With her long hair, flowing dresses, earthy voice and ingenuous lyrics about peace and love, Melanie Safka--better known simply as Melanie--carved out a small but well-defined niche for herself in the late 1960s and early 1970s as the reigning female flower-child folk singer of the Woodstock Generation. She is one of those performers whom people seem to either adore or abhor, with her sugary sincerity repelling some while attracting others.

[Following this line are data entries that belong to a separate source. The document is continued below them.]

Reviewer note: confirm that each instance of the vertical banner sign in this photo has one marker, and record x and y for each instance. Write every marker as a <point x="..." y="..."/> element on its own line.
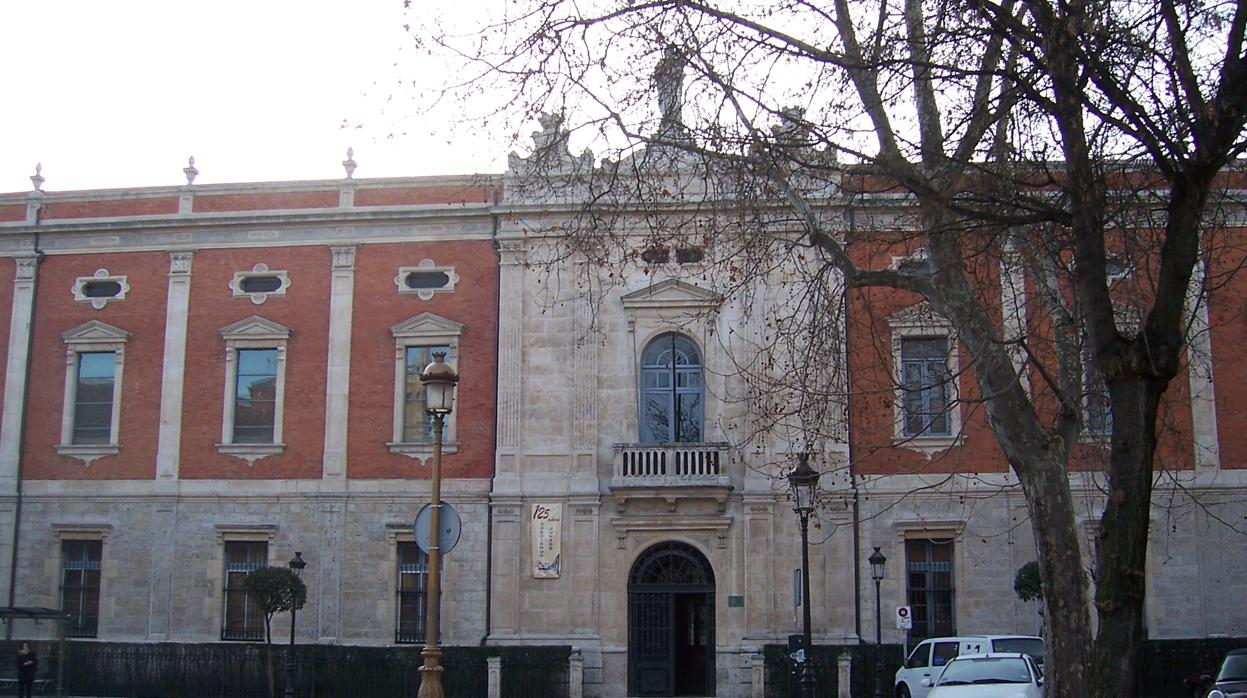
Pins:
<point x="546" y="540"/>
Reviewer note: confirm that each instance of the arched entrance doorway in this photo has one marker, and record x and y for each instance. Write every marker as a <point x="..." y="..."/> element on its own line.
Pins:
<point x="671" y="622"/>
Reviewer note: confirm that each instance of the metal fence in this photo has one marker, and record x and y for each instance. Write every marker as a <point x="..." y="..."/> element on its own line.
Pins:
<point x="240" y="671"/>
<point x="1164" y="667"/>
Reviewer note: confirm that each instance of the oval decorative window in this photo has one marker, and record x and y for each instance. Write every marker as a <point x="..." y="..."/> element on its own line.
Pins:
<point x="101" y="289"/>
<point x="259" y="284"/>
<point x="427" y="279"/>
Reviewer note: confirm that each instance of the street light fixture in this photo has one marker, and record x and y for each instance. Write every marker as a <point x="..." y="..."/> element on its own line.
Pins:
<point x="297" y="566"/>
<point x="877" y="561"/>
<point x="803" y="486"/>
<point x="439" y="400"/>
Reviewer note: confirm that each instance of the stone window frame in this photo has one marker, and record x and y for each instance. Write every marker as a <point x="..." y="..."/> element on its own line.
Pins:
<point x="259" y="269"/>
<point x="398" y="532"/>
<point x="89" y="338"/>
<point x="101" y="274"/>
<point x="216" y="572"/>
<point x="423" y="267"/>
<point x="427" y="329"/>
<point x="950" y="531"/>
<point x="918" y="322"/>
<point x="252" y="333"/>
<point x="62" y="532"/>
<point x="674" y="305"/>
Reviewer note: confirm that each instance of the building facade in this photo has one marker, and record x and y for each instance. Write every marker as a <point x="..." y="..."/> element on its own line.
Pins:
<point x="206" y="379"/>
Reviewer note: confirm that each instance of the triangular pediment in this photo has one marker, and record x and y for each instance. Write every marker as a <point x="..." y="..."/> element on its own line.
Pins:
<point x="95" y="330"/>
<point x="671" y="293"/>
<point x="427" y="324"/>
<point x="917" y="315"/>
<point x="256" y="328"/>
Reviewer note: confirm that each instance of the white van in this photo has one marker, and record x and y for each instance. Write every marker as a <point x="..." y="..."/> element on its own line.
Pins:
<point x="927" y="661"/>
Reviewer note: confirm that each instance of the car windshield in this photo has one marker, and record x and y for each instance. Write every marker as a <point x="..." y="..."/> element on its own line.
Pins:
<point x="1031" y="646"/>
<point x="1235" y="668"/>
<point x="985" y="669"/>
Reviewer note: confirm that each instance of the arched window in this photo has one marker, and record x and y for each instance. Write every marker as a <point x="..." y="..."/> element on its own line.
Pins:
<point x="671" y="390"/>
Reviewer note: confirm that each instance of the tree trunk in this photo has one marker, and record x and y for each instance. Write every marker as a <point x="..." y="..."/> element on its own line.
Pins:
<point x="268" y="653"/>
<point x="1068" y="636"/>
<point x="1122" y="537"/>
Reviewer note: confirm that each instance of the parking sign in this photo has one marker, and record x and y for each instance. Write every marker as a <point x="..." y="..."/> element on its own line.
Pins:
<point x="904" y="618"/>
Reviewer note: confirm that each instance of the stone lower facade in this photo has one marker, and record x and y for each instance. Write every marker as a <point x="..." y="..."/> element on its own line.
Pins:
<point x="162" y="555"/>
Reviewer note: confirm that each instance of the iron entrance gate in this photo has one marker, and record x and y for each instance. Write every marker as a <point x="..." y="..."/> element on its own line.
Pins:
<point x="671" y="622"/>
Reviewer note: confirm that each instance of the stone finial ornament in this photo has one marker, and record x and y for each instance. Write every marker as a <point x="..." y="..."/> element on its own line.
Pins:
<point x="669" y="79"/>
<point x="349" y="163"/>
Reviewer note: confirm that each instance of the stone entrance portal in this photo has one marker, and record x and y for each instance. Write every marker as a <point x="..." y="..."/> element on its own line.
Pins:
<point x="671" y="622"/>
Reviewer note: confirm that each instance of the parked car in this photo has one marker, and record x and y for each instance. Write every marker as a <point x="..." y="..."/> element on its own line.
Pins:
<point x="998" y="674"/>
<point x="1232" y="678"/>
<point x="928" y="659"/>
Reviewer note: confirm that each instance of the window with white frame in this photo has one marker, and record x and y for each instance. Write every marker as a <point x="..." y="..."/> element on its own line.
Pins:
<point x="81" y="565"/>
<point x="91" y="406"/>
<point x="413" y="592"/>
<point x="1096" y="405"/>
<point x="672" y="394"/>
<point x="415" y="340"/>
<point x="253" y="388"/>
<point x="929" y="587"/>
<point x="925" y="387"/>
<point x="924" y="354"/>
<point x="242" y="618"/>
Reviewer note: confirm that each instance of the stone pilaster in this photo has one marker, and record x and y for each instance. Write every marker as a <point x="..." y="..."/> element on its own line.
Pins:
<point x="1203" y="406"/>
<point x="160" y="571"/>
<point x="337" y="388"/>
<point x="510" y="357"/>
<point x="168" y="440"/>
<point x="14" y="408"/>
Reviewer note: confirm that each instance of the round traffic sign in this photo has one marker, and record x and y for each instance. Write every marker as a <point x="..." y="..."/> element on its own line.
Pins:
<point x="449" y="525"/>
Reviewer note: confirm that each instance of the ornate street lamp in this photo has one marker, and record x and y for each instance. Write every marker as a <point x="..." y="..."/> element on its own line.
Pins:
<point x="803" y="489"/>
<point x="439" y="399"/>
<point x="877" y="561"/>
<point x="297" y="566"/>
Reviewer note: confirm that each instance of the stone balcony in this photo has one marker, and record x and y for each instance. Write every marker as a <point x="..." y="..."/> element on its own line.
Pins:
<point x="669" y="470"/>
<point x="671" y="486"/>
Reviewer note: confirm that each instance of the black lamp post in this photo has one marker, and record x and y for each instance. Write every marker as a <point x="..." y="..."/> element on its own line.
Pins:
<point x="439" y="382"/>
<point x="297" y="566"/>
<point x="877" y="562"/>
<point x="803" y="486"/>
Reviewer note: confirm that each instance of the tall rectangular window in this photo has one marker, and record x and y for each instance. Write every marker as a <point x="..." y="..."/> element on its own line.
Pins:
<point x="925" y="387"/>
<point x="243" y="620"/>
<point x="417" y="423"/>
<point x="80" y="586"/>
<point x="92" y="398"/>
<point x="929" y="587"/>
<point x="256" y="396"/>
<point x="413" y="592"/>
<point x="1096" y="406"/>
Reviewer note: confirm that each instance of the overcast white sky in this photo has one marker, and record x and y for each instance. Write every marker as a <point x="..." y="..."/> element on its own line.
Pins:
<point x="120" y="92"/>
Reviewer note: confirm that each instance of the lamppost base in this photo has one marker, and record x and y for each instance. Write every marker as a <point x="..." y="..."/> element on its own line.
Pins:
<point x="430" y="673"/>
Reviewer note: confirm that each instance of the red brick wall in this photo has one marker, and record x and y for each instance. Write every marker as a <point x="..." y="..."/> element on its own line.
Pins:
<point x="1227" y="315"/>
<point x="412" y="196"/>
<point x="266" y="201"/>
<point x="379" y="307"/>
<point x="142" y="315"/>
<point x="109" y="208"/>
<point x="304" y="310"/>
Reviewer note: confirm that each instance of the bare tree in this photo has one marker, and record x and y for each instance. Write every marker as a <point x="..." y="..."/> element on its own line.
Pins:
<point x="1049" y="138"/>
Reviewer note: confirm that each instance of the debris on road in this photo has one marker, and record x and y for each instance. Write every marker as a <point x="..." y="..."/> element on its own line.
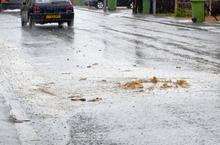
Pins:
<point x="13" y="119"/>
<point x="77" y="98"/>
<point x="182" y="83"/>
<point x="95" y="99"/>
<point x="46" y="91"/>
<point x="133" y="85"/>
<point x="94" y="64"/>
<point x="154" y="80"/>
<point x="82" y="79"/>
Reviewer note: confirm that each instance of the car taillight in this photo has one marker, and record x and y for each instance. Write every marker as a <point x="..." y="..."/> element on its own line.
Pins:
<point x="36" y="8"/>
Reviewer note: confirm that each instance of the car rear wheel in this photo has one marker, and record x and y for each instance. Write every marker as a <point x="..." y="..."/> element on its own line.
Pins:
<point x="23" y="23"/>
<point x="31" y="22"/>
<point x="60" y="24"/>
<point x="70" y="23"/>
<point x="99" y="5"/>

Though her time in pop's spotlight was relatively brief, she is still remembered for two major hits, Lay Down (Candies in the Rain)" and "Brand New Key " and her devoted cult following.
These days the long hair is gone, and while Melanie still does her old hits, she also does a humorous song in which an '80s kid (perhaps one of Melanie's daughters) complains that "Mom's a throwback to the'60s generation." And Wednesday night at Holsteins, where she opened an engagement that winds up with two shows Thursday, the singer fairly bubbled over with enthusiasm for her new single, "Rock and Roll Heart," and talked of her hopes of hitting the charts again.
Whether or not Melanie can stage an '80s comeback remains to be
seen, but one thing's for sure: In concert, anyway, nobody can
accuse her of trying to scramble aboard any contemporary music
bandwagons. Her amiable pop/folk sound is about as low-tech as
you can get--just her and her acoustic guitar, with another guitarist
occasionally helping out on background vocals.
While she does plenty of new songs, much of Melanie's appeal for the opening night audience clearly was rooted in nostalgia, a fact that she repeatedly acknowledged. "Sometimes when you were a household name a long time ago, people come see you for all different reasons," she said. "Sometimes they want to see if you can still hit the high notes.
... But I don't get that feeling about you all. I think you want me." This kind of emotional openness has long been Melanie's trademark, and it still strikes a receptive chord in fans, who weren't shy about calling out song requests (most of which she cheerfully fulfilled) or about telling the singer how much they had missed her. Now Melanie's back, and if you liked her back then, chances are you'll like her now.